From that telegraph article, she apparently states:

“Within the feminist community, there is a level of dismissiveness and a lack of compassion. There is a feeling ‘they have been the oppressors, and now it’s our turn’. Some prefer to step on men in the process. Even when men were suffering, like falling behind at school, I heard a lot of talk about ‘toxic masculinity’ – that it was somehow the fault of the patriarchy, that men caused their own problems.

So, just like the entire manosphere, she thinks toxic masculinity = men are toxic.

This person was at some point a feminist? How?

Dear Cassie,

‘toxic masculinity’ refers to the oppressive gendered stereotypes that men are expected to follow. Toxic masculinity is exactly what leads to men suffering after being told that their masculinity will be taken from them if they don’t adhere to some very primitive stereotypes. Feminists calling out this stereotype and how it leads to the suffering of men IS AN ACT OF COMPASSION that has done more good then the entire “Men’s Rights” movement.

Meanwhile, your buddies over at the men’s rights still follow these stereotypes. Not only are they not helping, they are reinforcing the status quo.

Signed,
The human embodiment of a facepalm

weirwoodtreehugger
9 years ago

Mels,
Perhaps she’s decided that a career as a grifter is easier than a career as a serious filmmaker. I mean, it probably is. Something that – sorry, I know it’s an ableist term – is commonly described as wingnut welfare. There’s a lot of money to made off of angry reactionaries.

zoon echon logon
zoon echon logon
9 years ago

That Telegraph article was painful. The passage Brooked pointed out also was the one that stood out to me:

Within the feminist community, there is a level of dismissiveness and a lack of compassion. There is a feeling ‘they have been the oppressors, and now it’s our turn’. Some prefer to step on men in the process. Even when men were suffering, like falling behind at school, I heard a lot of talk about ‘toxic masculinity’ – that it was somehow the fault of the patriarchy, that men caused their own problems.</blockquote

Whut.

I just finished a masters in philosophy, and I'm going on to a PhD. Basically every woman I know is a feminist, and so are most of the men. It's not my central area, but I have read a lot of feminist philosophers. I have never met the feminists that Ms. Jaye describes, nor have I read anything remotely similar.

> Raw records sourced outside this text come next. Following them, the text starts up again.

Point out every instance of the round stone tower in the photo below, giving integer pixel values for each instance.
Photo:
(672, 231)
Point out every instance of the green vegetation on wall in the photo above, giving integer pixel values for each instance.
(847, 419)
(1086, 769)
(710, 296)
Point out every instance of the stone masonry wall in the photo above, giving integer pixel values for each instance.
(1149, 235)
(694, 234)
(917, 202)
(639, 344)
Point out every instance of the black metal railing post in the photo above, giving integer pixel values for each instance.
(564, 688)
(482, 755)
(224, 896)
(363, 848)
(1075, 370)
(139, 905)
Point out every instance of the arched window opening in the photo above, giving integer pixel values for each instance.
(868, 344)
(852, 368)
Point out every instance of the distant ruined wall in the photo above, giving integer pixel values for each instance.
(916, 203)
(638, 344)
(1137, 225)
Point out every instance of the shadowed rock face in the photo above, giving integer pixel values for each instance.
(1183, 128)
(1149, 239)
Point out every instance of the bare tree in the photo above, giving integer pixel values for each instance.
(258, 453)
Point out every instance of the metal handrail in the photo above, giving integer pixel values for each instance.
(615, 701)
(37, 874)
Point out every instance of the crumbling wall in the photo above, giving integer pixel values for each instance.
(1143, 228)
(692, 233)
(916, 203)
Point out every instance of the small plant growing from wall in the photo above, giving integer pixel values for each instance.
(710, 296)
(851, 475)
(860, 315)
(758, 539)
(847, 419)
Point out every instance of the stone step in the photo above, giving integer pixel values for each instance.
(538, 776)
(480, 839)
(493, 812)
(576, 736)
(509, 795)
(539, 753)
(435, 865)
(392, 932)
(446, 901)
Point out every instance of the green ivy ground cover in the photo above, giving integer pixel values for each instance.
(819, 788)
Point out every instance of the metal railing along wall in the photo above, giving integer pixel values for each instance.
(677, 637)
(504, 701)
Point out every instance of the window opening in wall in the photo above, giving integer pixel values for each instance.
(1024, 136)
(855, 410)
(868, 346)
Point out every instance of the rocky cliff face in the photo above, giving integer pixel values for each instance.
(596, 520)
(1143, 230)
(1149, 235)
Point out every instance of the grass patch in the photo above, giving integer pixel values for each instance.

Wanting to end oppression is not the same thing as wanting to be the oppressors. Yes, there are issues that disproportionately affect men. Feminists are not the people trying to sweep these under the rug. Literally the first time I'd ever been exposed to the concept that, yes, men could be raped (and why don't people want to talk about that?) was in a Philosophy of Feminism 101 class.

The central problem with MRAs is that they blame men's problems entirely on women and feminists due to made up bullshit, and their only solution is to attack women and feminists. "Why isn't DV against men taken seriously? Hypergamy! Damselling! Gynocentrism! Women are stealing all the DV shelters and we have to yell at them until they give us some!"

She very obviously doesn't understand the basic concepts of "toxic masculinity" and "patriarchy." (Hint: they're not the same thing as "all men everywhere.") Saying that the way that we construct masculinity is partly to blame for the problems men face (e.g., reluctance to seek help for emotional distress) is not saying that men are to blame for their own problems so fuck 'em. This is a pretty basic point.

On this blog, the common challenge is to find a moderate, or non-misogynistic MRA. I'd settle for an antifemminist that actually understood feminism on a basic level. I mean, they wouldn't even have to have good arguments against the feminist position, they'd just have to know what it was.

Ugh, sorry for the rant. That whole article just got under my skin.

You do good work, David. Honestly, I think the wind is out of the MRM's sails. AVFM's views are down and they've purged everyone I've ever heard of that worked for them. Even raging misogynists on the internet don't want to call themselves MRAs. This weird hategasm against you lately seems like a last desperate attempt to regain relevance by rallying against the Hateful Enemy.